The PST-PCR was performed as a two-round PCR. In the first round, various combinations of PST primers with the outer SSPs were used. Reaction mixtures were prepared of which each particular reaction contained one SSP (for every outer SSP from Table 3) and one PST primer (for every PST primer listed in Table 1). All first-round amplifications were performed using the same reaction conditions. Upon completion of the first round, the first-round reaction mixtures were diluted 1/6 with 1X TE buffer and added as templates to the second-round reaction mixtures. Primers in the second-round reactions were the SSPs (same as in the first round, or nested) paired with the universal tail primer (5600 in Table 1). The thermal cycling parameters for the two rounds of the PST-PCR process are shown in Table 2 and Figure S1.

Example protocol for first-round PCR

The first-round PCR was performed in a 30-µL reaction mixture consisting of 30 ng template DNA, 1X LongAmp Taq reaction buffer, and 1 U LongAmp Taq DNA Polymerase (NEB). The reaction contained 2 mM Mg2+, 200 μM each dNTP, 0.2 μM SSP, and 0.5 μM PST primer. The first round used the following thermal profile: initial denaturation (95 °C for 2 min), then 18 cycles of linear amplification (95 °C for 15 s, 68 °C for 10 s, 72 °C for 60 s), then 18 cycles of exponential amplification (95 °C for 15 s, 52 or 55 °C for 10 s, 72 °C for 60 s. The final extension step was at 72 °C for 2 min. The reaction mixture was diluted 1/6 in 1X TE buffer in each PCR tube and used as a template in the second-round amplification.

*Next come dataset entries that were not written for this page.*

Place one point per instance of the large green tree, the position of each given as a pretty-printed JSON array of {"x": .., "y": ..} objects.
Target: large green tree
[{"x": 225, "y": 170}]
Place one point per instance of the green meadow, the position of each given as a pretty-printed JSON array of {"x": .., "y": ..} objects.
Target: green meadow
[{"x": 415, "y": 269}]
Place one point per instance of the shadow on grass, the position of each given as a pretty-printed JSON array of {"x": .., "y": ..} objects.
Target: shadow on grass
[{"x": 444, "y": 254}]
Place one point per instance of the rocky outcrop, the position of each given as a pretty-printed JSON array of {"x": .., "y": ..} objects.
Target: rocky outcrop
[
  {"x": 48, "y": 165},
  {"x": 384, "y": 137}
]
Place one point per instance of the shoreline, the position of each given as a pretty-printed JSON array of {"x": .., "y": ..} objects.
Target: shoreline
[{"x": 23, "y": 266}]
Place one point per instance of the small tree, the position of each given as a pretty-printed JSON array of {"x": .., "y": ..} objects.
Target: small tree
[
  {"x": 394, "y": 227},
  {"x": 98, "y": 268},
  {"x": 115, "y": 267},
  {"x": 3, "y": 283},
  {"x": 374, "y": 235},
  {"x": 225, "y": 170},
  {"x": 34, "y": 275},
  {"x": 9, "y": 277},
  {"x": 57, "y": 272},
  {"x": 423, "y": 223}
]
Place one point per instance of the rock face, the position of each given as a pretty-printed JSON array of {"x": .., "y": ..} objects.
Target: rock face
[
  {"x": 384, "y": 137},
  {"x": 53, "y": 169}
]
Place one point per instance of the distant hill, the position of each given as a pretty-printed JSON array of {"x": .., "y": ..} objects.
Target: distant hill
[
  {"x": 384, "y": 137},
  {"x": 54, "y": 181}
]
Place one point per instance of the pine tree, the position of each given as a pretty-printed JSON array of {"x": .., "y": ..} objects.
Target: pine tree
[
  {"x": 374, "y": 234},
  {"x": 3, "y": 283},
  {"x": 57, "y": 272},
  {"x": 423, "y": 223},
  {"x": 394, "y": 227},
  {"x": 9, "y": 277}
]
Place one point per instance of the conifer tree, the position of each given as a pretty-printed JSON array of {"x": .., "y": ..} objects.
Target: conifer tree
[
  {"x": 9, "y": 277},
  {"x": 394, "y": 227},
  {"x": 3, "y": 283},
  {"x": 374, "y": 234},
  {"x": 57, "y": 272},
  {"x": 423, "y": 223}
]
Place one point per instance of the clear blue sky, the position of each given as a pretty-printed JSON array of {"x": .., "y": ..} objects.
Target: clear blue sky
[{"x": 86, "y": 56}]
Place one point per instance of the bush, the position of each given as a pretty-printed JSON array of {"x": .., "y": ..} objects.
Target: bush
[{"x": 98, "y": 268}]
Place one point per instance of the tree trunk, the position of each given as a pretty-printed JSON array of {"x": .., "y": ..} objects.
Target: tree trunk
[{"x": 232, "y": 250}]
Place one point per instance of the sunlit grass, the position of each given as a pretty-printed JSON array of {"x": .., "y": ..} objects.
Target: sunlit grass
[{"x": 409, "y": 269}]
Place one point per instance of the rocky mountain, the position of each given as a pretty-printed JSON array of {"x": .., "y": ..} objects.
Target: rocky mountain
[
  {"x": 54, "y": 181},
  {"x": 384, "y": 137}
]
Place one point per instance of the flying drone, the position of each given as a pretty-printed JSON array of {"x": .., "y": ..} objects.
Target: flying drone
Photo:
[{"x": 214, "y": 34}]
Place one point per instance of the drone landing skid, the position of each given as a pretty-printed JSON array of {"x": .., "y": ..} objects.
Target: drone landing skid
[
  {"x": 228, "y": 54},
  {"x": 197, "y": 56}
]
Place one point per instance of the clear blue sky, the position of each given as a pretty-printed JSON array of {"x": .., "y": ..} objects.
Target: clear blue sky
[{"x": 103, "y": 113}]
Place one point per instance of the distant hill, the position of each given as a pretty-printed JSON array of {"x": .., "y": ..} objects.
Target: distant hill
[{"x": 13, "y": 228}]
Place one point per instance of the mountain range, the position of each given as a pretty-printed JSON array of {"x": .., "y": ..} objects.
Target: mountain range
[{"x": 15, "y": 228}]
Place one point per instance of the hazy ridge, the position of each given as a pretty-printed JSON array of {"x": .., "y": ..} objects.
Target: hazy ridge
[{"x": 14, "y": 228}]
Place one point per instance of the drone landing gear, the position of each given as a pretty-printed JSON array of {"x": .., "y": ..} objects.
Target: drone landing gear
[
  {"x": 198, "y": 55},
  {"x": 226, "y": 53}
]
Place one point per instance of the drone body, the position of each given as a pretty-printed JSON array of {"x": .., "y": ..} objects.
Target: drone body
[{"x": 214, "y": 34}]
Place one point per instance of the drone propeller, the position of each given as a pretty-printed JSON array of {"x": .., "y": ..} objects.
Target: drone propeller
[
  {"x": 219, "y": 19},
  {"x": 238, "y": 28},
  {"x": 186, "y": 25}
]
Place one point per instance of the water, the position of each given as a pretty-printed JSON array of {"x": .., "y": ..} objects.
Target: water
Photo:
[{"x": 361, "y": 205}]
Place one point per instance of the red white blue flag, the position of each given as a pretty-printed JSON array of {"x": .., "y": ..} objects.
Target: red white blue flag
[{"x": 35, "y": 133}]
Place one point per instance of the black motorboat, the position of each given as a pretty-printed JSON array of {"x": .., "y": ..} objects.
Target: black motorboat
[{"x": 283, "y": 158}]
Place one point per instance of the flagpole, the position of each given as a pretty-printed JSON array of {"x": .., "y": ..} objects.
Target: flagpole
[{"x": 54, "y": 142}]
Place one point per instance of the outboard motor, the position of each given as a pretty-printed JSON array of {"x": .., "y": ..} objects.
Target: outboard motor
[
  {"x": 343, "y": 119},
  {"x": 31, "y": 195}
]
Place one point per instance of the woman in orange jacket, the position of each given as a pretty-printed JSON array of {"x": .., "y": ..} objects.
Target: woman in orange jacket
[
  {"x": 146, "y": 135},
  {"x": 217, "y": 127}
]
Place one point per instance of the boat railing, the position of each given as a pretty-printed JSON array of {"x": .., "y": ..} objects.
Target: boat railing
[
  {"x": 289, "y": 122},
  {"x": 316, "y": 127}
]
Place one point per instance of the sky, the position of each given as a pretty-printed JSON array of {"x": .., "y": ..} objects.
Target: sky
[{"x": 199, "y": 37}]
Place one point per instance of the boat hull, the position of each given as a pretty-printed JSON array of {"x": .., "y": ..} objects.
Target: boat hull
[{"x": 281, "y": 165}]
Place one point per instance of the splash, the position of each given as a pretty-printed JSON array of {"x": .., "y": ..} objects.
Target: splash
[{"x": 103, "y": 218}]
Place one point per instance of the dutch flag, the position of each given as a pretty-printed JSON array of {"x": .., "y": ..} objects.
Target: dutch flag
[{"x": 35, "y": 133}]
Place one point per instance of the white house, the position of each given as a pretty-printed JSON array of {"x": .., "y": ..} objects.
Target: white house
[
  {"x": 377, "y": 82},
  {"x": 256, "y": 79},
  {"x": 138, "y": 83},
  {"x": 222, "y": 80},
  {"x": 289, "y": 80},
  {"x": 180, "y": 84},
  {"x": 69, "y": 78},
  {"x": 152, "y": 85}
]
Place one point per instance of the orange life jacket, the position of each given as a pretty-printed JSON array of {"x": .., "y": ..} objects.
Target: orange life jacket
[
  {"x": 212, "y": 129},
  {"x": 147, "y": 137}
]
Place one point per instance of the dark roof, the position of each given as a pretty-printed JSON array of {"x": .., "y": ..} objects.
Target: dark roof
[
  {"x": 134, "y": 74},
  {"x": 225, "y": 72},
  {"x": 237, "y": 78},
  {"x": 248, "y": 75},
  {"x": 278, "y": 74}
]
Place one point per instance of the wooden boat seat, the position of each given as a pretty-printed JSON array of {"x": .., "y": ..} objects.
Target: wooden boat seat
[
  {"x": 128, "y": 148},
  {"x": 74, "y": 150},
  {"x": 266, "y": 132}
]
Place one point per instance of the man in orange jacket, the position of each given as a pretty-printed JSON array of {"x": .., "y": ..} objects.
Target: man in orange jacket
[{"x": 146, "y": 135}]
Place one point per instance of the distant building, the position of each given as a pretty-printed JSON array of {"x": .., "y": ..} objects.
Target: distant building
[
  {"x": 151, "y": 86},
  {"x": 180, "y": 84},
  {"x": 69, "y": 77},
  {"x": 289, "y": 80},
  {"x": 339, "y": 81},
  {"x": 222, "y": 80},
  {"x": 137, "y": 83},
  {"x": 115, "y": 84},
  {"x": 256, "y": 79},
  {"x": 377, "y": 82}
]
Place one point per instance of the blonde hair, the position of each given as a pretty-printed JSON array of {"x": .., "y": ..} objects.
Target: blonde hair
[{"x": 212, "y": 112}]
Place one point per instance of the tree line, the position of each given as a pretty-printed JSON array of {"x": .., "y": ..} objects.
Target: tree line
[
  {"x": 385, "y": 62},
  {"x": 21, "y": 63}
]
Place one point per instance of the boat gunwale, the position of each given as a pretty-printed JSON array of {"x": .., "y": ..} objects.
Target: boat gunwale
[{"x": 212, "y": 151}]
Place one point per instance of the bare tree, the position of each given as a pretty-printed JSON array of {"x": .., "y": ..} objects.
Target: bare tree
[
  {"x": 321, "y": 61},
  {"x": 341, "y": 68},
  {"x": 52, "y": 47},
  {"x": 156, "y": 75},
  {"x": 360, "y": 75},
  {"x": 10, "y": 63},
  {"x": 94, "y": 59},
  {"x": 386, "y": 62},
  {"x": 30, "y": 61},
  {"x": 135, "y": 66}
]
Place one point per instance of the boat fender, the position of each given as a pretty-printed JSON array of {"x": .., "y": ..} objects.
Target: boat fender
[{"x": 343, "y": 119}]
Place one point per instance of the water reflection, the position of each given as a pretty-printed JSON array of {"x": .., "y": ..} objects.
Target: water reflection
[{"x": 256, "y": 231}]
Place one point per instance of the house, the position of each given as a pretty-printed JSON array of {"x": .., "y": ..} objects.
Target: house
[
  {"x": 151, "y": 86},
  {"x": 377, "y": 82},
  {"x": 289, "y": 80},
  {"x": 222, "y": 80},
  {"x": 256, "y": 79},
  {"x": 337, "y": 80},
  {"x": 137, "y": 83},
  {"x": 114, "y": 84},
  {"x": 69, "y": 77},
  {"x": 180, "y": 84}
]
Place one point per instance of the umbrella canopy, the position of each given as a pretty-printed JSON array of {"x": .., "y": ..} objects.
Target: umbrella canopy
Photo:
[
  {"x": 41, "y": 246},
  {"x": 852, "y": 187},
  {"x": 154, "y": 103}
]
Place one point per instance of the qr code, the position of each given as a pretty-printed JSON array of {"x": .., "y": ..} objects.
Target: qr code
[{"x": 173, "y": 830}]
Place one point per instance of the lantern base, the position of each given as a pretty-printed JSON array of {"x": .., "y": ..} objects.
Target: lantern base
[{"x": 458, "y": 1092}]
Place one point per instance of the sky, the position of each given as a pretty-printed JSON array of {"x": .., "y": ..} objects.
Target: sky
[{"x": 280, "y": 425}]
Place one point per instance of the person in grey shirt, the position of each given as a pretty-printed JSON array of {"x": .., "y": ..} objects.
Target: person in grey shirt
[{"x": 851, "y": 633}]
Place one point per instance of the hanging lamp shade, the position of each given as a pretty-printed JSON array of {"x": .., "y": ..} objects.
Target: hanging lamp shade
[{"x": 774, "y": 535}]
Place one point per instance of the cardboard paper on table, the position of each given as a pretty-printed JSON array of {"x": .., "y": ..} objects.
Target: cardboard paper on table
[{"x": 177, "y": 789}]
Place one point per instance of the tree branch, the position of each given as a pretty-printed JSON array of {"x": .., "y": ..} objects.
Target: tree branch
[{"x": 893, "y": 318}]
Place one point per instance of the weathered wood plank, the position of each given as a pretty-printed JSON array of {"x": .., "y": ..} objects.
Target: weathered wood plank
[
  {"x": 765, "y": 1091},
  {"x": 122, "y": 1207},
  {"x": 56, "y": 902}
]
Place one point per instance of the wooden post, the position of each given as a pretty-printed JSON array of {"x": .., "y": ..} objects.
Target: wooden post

Example protocol for second-round PCR

The reaction mixtures (25 μl) consisted of 1X LongAmp Taq reaction buffer, 1 U LongAmp Taq DNA Polymerase (NEB), 0.2 μM SSP, and 0.2 μM tail primer. A total of 2 μl of the diluted product from the first round was added to the reaction mixtures described above. The thermal cycling profile was 95 °C for 1 min (initial denaturation), then 28–30 two-step cycles (95 °C for 15 sec, 70 °C for 90 sec), and a final extension at 72 °C for 2 min. The PCR products were separated by electrophoresis at 70–90 V for 3 hours in a 1.2% agarose gel (Wide Range, SERVA Electrophoresis GmbH) in 0.5X TBE electrophoresis buffer. Gels were stained with EtBr and scanned using an FLA-5100 imaging system (Fuji Photo Film GmbH) at a resolution of 50 µm. Selected PCR products were cloned for sequencing.